To terminate, name tenants. The Court in Ellis noted that, in Indiana, the purchaser at a sheriff’s sale “steps into the shoes of the original holder of the real estate and takes such owner’s interest subject to all existing liens and claims against it.” Because the lender did not make the wife a party to the foreclosure case, the sheriff’s sale could not be enforced against her. This is because, in Indiana, “where a mortgagee knows or should know that a person has an interest in property upon which the mortgagee seeks to foreclose, but does not join that person as a party to the foreclosure action, and the interested person is unaware of the foreclosure action, the foreclosure does not abolish the person’s interest.” See my 10/07/11 and 07/09/10 posts for more on this area of the law. Because the wife was not named or served in the foreclosure action, the trial court found that her interest was not extinguished by the foreclosure judgment and that the lender’s interest in the real estate remained subject to her leasehold interest.
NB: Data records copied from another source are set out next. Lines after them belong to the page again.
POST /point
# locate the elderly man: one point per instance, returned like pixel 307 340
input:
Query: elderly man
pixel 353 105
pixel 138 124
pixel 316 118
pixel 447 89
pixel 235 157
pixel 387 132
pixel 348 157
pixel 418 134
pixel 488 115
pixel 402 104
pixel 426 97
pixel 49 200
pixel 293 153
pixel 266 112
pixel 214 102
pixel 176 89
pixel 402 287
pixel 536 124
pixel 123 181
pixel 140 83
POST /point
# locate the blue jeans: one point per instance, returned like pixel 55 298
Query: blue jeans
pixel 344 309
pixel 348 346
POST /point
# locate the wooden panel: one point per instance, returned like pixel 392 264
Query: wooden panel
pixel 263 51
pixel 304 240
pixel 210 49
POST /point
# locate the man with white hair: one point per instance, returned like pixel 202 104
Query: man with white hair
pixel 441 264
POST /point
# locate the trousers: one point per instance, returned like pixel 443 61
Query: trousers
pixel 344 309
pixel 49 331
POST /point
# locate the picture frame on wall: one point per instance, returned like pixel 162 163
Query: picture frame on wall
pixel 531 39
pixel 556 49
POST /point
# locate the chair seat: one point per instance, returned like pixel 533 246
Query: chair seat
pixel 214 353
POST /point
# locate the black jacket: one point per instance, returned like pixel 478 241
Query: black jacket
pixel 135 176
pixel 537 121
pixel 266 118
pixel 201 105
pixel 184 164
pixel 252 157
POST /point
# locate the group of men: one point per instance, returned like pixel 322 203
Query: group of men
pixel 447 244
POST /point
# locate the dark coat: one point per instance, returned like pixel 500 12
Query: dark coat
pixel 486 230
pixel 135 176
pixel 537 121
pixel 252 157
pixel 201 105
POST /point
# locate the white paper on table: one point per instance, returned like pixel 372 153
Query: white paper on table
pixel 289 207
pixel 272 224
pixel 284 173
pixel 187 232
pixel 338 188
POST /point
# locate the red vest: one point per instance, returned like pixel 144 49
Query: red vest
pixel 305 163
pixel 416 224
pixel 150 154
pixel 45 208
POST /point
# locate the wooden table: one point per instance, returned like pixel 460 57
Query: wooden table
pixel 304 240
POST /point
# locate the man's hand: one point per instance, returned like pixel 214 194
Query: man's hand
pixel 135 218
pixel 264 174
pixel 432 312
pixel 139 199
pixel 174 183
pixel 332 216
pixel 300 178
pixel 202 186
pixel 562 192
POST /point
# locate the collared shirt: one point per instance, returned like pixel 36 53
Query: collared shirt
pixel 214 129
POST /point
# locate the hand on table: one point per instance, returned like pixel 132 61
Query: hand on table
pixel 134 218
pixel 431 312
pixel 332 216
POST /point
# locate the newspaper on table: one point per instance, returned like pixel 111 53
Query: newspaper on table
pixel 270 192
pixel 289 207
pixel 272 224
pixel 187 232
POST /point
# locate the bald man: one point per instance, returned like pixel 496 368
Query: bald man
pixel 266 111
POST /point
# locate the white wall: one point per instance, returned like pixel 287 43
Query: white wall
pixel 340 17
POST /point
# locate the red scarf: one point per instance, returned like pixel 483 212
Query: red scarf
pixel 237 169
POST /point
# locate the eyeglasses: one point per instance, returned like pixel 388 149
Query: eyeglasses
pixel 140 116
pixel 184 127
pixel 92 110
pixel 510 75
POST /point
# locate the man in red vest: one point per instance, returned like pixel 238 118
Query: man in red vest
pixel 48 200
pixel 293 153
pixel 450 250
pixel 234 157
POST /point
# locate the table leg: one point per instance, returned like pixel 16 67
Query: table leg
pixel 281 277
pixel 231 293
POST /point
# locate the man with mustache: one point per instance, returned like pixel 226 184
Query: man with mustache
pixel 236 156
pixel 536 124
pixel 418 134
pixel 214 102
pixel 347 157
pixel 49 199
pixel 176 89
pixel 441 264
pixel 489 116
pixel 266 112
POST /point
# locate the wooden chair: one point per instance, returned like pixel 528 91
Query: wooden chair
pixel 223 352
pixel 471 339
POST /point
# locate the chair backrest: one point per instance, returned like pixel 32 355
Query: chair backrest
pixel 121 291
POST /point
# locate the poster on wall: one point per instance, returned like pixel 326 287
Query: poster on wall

How did the lender obtain possession of the real estate from the wife?
Option 1 – strict foreclosure. One option available to the lender was to terminate the interest of the wife through a strict foreclosure action. I have written about this remedy, including Indiana’s 2012 legislation, extensively. Please click on the category Strict Foreclosure to your left for more. The lender in Ellis did not pursue this option.
Option 2 - eviction. The lender elected, as the then-owner of the real estate, to pursue eviction based upon the subject lease agreement. The eviction action was separate and distinct from the foreclosure action. The evidence in Ellis was clear that the tenants had breached the lease and that the lender had the corresponding right to terminate. The trial court entered an order of possession for the lender based on the lease, and the Court of Appeals affirmed.
Plaintiff lenders, after the entry of the foreclosure decree and sheriff’s sale, usually can evict parties in possession of the subject real estate through the mechanism of a writ of assistance, about which I have written in the past, assuming the mortgage lien is senior to the possessory interest. That remedy generally is effective only when the targets of the writ of assistance were made parties to the underlying action. The rub in Ellis was that one of the parties in possession of the real estate (the wife) was not named in the case. Rather than embarking on what may have been a relatively costly, complicated and lengthy strict foreclosure action, the lender in Ellis chose a simpler approach by filing a straightforward landlord/tenant eviction action based upon the terms of the subject lease. This turned out to be a good solution to the problem caused by failing to name the wife.